Außerdem die Liebste. In Hannover darf ich sie ständig umsorgen, aber kaum ist sie bei ihrer Family (wie jetzt grad) meldet sie sich nicht. EIgentlich wollte sie heute anrufen. Hat sie natürlich nicht. Darüberhinaus hat sie gestern die hässliche Ex vom Bahnhof abgeholt.

Genau so habe ich mir mein Leben vorgestellt.
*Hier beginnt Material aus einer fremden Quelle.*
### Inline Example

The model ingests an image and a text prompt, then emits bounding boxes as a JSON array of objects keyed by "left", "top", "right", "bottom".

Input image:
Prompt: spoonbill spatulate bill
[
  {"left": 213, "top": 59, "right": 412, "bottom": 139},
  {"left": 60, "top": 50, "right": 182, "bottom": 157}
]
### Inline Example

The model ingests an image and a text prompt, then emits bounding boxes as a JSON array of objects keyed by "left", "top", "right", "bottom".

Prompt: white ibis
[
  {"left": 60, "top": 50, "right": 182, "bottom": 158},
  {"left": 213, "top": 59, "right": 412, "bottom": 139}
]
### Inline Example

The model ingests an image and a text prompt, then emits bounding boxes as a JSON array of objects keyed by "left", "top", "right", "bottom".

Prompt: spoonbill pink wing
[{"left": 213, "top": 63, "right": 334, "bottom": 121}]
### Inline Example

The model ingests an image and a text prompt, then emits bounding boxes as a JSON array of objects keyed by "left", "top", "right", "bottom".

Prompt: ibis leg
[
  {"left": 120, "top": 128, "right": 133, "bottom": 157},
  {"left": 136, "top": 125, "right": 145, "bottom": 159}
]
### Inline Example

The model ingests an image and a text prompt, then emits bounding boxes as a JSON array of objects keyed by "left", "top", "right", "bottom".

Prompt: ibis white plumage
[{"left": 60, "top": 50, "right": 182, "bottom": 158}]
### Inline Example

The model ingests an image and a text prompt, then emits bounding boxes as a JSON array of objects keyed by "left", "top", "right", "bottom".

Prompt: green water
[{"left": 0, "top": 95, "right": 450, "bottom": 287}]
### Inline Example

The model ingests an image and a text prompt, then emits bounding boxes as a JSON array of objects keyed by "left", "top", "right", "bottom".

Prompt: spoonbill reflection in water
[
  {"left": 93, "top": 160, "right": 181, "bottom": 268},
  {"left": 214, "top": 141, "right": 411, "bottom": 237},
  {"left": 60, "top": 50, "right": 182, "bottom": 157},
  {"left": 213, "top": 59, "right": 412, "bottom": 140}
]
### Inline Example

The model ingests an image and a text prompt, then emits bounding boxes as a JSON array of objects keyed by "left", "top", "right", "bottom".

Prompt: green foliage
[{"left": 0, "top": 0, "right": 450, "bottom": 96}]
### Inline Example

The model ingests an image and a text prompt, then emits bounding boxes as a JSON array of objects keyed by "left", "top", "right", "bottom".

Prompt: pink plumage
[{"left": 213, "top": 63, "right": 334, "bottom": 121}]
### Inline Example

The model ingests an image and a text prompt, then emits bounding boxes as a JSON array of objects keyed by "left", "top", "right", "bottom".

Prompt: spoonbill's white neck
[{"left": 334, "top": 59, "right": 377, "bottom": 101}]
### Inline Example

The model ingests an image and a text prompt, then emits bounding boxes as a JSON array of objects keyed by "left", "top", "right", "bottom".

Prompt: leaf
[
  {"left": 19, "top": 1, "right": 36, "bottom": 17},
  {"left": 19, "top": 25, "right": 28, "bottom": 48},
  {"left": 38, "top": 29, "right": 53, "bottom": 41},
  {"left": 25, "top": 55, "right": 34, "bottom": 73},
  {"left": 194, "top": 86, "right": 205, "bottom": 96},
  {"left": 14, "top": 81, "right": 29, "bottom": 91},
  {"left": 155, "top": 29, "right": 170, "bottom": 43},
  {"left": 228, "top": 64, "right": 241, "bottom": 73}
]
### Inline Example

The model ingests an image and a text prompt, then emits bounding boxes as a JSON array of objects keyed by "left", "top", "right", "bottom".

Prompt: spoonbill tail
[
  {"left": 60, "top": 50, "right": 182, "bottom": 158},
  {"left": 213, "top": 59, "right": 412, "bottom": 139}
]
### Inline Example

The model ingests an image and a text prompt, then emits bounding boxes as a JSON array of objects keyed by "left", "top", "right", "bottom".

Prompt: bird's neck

Soundtrack: Beastie Boys - Sabotage
4.11.06 23:36


Von Disco zu Disco

Vielleicht sollte ich über das letzte Wochenende berichten:
Freitag fing es dramtisch damit an, dass die Liebste zu ihrer Family gefahren ist. Das nächste Ereignis war die schwäbische Freundinnen-Delegation meiner Mitbewohnerin, die in unserer Wohnung angerückt ist (sich auf dem Wag dahin gefühlte 200 Mal verfahren haben).
Abends kamen die kleine Anna und Torsy-O zum youtube-Videoclip-Marathon-gucken und danach ging's in die Glocksee. dort war's sogar ziemlich gut, Anna und ich haben viel getanzt, Torsy gar nicht. Dafür haben Anna und ich die ganze Zeit hin und her überlegt, wie wir ein Mädchen (welches auch immer) dazu bringen ihn anzusprechen.
Haben wir natürlich nicht gemacht, stattdessen wurde Anna von einem brasilianischen Austausch-Studenten angesprochen, dem sie irgendwie klar gemacht hat, dass sie nur und ausschließlich russisch spricht und dass ich übersetzen kann. Also hat mir der Typ in abwechselnd schlechtem Englisch und noch schlechtem Deutsch ins Ohr gebrüllt und ich habe so getan, als wenn ich den ganzen Krempel Anna übersetzen würde. Nach ein paar Minuten war die ganze Sache eher mäßig lustig und ich habe schon eine krude Geschichte erfinden wollen, dass Anna demnächst heiratet etc, aber dann kam ein gutes Lied und wir mussten tanzen.

Samstag habe ich mich beim Niels quasi selber zum Essen eingeladen (sehr gute Idee!) und abends war die WG-Party von Jenni und co. Die Lieblingskommilitone war auch da, allerdings war ich nicht der einzige Mensch, der sich gern mit ihm unterhalten wollte. Nach mehrstündigem Alkohol- und Drogenmissbrauch sind wir dann noch in die Glocksee und da ist der Lieblingskommilitone immer weggegangen, wenn ich mich neben ihn gestellt hab. So viel zum Thema "wir freunden uns an".

Dafür hab ich mir endlich das "The Organ" Album gekauft. Sehr gut.